# SWim connected?



## gregftlaud (Nov 20, 2005)

I noticed today when i press on the dash button on the remote it gives the reciever id number then under that it says "SWiM connected". What does this mean?

Thanks


----------



## litzdog911 (Jun 23, 2004)

If you have a Single Wire Multiswitch (SWM) dish, it means that your receiver is properly connected to the SWM. If you don't have a SWM dish, it's a bug in the software. Nothing to worry about.


----------



## rudeney (May 28, 2007)

litzdog911 said:


> If you have a Single Wire Multiswitch (SWM) dish, it means that your receiver is properly connected to the SWM. If you don't have a SWM dish, it's a bug in the software. Nothing to worry about.


:lol: So in *both* cases it can be ignored!


----------



## Guest (Nov 22, 2009)

Which HD Dishes are SWIM compatible? I think we have one of the early Slimline HD Dishes. I got that SWIM message also. If our Dish is SWIM compatible could I just have only one cable wire connected to the HD DVR? Thanks.


----------



## veryoldschool (Dec 10, 2006)

CraigerCSM said:


> Which HD Dishes are SWIM compatible? I think we have one of the early Slimline HD Dishes. I got that SWIM message also. If our Dish is SWIM compatible could I just have only one cable wire connected to the HD DVR? Thanks.

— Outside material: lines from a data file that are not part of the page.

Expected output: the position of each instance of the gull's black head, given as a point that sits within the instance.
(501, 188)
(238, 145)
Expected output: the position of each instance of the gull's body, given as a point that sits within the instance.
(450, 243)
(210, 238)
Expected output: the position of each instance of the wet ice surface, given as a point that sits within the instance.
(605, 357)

If you dish is a SWM, then there is only one connection for a cable. If you have more than one cable connected, it isn't a SWM.


----------



## Grentz (Jan 10, 2007)

You also will have a power inserter somewhere if it is a SWM system as well as only one cable to your DVRs:

http://www.summitsource.com/images/products/LNBSWP.jpg
or
http://www.weaknees.com/images/swm-pi-lg1.jpg


----------



## socal404 (Jun 26, 2007)

What qualifies you for the SWM dish? How do you go about getting one? I have 3 HR receivers, but only one has 2 lilnes going into it. I didn't want to have to run cables through the house or outside around the house. My house had been wired for cable when it was built, and Directv just used its wiring. Now, I would like to be able to use my other DVRs to their capacity. Any info is appreciated.


----------



## hilmar2k (Mar 18, 2007)

socal404 said:


> What qualifies you for the SWM dish? How do you go about getting one? I have 3 HR receivers, but only one has 2 lilnes going into it. I didn't want to have to run cables through the house or outside around the house. My house had been wired for cable when it was built, and Directv just used its wiring. Now, I would like to be able to use my other DVRs to their capacity. Any info is appreciated.

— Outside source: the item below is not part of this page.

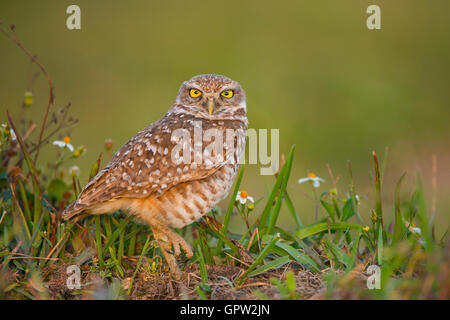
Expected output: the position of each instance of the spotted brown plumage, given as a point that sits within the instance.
(147, 177)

You can call and ask, but no guarantees. Or you can pay to have it swapped over to SWM. If you have an AU9 dish, it's just an LNB, splitter, and power interter. If you can easily get to your dish, it should be relatively straight forward to swap out.


----------



## David MacLeod (Jan 29, 2008)

there is a post around somewhere, install forum IIRC, spelling out a lot of the swm upgrade paths including how it affects current customers.


----------



## hilmar2k (Mar 18, 2007)

David MacLeod said:


> there is a post around somewhere, install forum IIRC, spelling out a lot of the swm upgrade paths including how it affects current customers.


Is this the thread you are talking about?


----------



## David MacLeod (Jan 29, 2008)

hilmar2k said:


> Is this the thread you are talking about?


I thought there was a newer one from October time frame but I could not find it doing a very quick search.


----------



## veryoldschool (Dec 10, 2006)

David MacLeod said:


> I thought there was a newer one from October time frame but I could not find it doing a very quick search.


Most likely the newest, though they are changing the procedures next month to use more SWiM installs.


----------



## Nomo1 (Apr 17, 2007)

I just recently moved my tv, and now it has that SWim message. It is only recording on Tuner 1, so you cannot change the channel while recording. Under setup, it says Sat 1, Sat. Record, under Sat 2, Sat.

Is this from a bad b band converter possibly, or an error during setup?


----------



## veryoldschool (Dec 10, 2006)

Nomo1 said:


> I just recently moved my tv, and now it has that SWim message. It is only recording on Tuner 1, so you cannot change the channel while recording. Under setup, it says Sat 1, Sat. Record, under Sat 2, Sat.
> 
> Is this from a bad b band converter possibly, or* an error during setup*?


I'd swap cables & BBCs just to test/make sure, but I'd expect it to be a setup error and re-run the SAT setup again.


----------



## The Merg (Jun 24, 2007)

Nomo1 said:


> I just recently moved my tv, and now it has that SWim message. It is only recording on Tuner 1, so you cannot change the channel while recording. Under setup, it says Sat 1, Sat. Record, under Sat 2, Sat.
> 
> Is this from a bad b band converter possibly, or an error during setup?


The SWiM message saying it is connected when you don't have a SWiM setup is a bug.

How many cables do you have going to your DVR? Do you only have one, but not a SWiM setup? You can try redoing the satellite dish setup to make sure everything is set correctly.

- Merg


----------